Check out who’s ahead in the Cashin’ In Challenge at www.foxnews.com/challenge
Stock of the Week
Jonas says Pinnacle Systems (PCLE) executives have been increasing their stake in this stock and he thinks good news will follow, and the stock will head higher in the near term. Jonathan says the best indicator of the market is the market and this stock is going nowhere. Wayne agrees with Jonathan.
Last week’s Stock of the Week
Charles Payne's pick: Marvell Technology (MRVL)
UP 4.1 percent
Question: “Now that Nortel (NT) has admitted its executives “cooked the books” and the stock has fallen, is it a good time to buy?”
Gretchen says she wouldn’t buy any stock that has been tainted by scandals.

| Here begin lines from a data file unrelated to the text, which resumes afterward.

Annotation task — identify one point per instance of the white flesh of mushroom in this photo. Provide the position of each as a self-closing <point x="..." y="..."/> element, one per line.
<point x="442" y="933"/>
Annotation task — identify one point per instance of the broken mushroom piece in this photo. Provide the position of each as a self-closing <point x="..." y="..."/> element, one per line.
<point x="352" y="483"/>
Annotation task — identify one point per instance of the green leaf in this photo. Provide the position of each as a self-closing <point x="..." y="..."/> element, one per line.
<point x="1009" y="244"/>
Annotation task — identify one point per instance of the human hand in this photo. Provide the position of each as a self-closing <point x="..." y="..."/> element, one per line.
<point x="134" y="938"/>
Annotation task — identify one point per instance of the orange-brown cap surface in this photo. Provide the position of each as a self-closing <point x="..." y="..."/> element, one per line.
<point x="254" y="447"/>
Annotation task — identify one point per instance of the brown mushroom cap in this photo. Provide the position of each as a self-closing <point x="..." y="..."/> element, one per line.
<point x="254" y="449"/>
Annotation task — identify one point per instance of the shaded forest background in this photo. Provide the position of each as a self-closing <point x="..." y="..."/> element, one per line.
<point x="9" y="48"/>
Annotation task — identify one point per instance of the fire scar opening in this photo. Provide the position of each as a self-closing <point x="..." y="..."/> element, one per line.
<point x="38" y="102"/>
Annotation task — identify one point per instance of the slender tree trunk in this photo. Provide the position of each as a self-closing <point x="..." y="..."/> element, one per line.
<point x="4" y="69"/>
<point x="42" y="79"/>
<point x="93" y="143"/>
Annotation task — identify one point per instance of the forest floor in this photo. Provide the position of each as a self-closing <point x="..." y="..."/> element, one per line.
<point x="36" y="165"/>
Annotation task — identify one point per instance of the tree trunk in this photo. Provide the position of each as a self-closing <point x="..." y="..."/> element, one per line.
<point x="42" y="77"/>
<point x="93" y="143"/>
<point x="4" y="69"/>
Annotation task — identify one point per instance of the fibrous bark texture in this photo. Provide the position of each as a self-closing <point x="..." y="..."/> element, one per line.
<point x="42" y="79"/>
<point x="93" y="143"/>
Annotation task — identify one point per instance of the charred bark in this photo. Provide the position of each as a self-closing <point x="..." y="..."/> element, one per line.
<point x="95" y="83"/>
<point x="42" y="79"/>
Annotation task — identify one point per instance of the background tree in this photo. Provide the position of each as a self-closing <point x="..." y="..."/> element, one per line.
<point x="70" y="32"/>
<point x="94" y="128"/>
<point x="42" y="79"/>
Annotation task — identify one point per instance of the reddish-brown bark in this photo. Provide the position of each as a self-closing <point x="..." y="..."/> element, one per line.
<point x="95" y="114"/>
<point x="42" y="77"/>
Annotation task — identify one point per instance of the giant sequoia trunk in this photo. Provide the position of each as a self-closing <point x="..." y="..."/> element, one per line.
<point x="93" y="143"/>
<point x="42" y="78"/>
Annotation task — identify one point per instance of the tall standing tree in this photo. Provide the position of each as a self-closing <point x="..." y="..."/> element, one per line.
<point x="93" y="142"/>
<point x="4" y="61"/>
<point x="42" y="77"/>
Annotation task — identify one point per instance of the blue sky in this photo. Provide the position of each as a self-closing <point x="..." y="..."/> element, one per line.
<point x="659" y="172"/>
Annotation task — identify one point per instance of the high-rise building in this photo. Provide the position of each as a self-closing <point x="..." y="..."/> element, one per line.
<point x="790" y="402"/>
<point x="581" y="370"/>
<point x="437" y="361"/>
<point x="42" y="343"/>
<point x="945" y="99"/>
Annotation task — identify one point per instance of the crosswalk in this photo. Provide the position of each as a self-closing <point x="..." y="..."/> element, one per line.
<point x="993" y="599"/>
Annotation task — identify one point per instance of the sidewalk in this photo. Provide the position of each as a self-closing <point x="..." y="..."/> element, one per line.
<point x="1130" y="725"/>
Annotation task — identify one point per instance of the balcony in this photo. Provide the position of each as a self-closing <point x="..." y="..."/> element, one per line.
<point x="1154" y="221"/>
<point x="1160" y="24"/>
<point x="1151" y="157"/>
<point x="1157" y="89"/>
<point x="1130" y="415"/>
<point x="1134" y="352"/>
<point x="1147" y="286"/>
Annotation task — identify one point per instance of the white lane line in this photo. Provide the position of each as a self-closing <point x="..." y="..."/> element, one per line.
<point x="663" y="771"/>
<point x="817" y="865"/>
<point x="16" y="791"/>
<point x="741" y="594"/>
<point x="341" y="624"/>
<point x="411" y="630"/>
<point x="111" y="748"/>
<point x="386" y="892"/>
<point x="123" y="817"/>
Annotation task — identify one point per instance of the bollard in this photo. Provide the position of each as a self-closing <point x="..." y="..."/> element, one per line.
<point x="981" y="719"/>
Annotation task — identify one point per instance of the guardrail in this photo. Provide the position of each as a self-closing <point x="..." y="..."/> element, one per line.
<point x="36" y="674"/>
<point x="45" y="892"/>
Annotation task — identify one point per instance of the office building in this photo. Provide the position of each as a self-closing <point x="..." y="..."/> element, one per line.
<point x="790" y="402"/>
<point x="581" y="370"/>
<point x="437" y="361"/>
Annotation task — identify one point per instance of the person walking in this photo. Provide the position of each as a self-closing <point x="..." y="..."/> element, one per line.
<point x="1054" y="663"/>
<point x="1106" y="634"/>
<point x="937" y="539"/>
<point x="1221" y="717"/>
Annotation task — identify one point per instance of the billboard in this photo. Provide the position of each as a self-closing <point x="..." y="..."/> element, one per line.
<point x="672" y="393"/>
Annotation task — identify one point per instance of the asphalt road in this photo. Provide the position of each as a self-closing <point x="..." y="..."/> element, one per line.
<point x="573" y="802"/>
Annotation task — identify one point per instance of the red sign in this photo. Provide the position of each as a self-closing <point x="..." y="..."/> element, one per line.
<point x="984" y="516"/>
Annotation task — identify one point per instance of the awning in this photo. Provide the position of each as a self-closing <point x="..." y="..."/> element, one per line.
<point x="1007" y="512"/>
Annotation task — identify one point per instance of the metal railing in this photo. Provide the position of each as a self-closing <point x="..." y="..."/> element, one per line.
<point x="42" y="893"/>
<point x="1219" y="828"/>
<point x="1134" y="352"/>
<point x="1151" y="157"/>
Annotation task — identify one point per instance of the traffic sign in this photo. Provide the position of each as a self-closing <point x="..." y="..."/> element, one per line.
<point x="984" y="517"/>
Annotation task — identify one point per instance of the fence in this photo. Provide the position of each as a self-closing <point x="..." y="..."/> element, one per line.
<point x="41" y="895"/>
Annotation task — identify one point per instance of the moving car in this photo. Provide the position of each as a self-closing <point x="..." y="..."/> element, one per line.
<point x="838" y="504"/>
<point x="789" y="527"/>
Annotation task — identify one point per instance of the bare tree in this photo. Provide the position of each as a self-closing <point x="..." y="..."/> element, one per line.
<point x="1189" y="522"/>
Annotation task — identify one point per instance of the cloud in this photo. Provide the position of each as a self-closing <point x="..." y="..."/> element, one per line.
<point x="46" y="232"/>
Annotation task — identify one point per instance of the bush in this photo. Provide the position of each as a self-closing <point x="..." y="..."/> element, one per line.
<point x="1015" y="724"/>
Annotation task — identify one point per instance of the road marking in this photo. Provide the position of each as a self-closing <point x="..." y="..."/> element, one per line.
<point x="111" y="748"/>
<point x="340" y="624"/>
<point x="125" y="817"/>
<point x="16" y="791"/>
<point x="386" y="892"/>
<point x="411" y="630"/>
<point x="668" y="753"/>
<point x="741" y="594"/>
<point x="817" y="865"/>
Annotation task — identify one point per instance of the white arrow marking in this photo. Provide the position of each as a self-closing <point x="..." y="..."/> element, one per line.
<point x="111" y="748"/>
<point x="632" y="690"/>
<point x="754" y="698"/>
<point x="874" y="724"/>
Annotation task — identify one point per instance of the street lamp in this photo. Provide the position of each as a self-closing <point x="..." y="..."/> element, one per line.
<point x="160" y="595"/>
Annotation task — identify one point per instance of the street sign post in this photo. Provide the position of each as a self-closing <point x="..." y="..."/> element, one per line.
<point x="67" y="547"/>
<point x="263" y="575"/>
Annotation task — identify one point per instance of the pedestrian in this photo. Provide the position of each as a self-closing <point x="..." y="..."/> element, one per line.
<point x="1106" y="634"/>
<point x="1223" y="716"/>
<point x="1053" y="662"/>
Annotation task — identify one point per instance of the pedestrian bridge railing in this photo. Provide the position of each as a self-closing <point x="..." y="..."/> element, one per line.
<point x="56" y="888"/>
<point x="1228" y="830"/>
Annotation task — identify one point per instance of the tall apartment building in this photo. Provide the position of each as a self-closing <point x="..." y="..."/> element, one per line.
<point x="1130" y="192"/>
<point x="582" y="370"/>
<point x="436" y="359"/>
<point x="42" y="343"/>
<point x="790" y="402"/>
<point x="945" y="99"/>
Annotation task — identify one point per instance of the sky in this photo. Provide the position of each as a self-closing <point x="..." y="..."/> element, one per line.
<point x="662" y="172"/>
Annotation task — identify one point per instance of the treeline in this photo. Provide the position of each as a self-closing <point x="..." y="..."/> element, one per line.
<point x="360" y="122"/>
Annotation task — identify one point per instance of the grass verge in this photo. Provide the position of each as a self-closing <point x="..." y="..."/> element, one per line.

Further, she says Nortel’s announcement that it will restate earnings is evidence that all the rules that were put into place to try and prevent accounting manipulations has not done anything to stem the tide of restatements. She believes that as long as company executives are paid compensation that is tied to company profits, there will be more accounting scandals to come.
Mike says Nortel is no Enron, and he believes you can make money by buying this stock now, while it’s down. He says what the company did was move revenue into 2003 because some executives had a financial incentive to do this, but he says those executives are gone, and Nortel is a good company to bet on.
Wayne agrees that you can make money by buying distressed stocks, but he says now is not the time to buy Nortel. He says he would wait and watch the pattern and volume of the stock to spot the turnaround, and then buy it.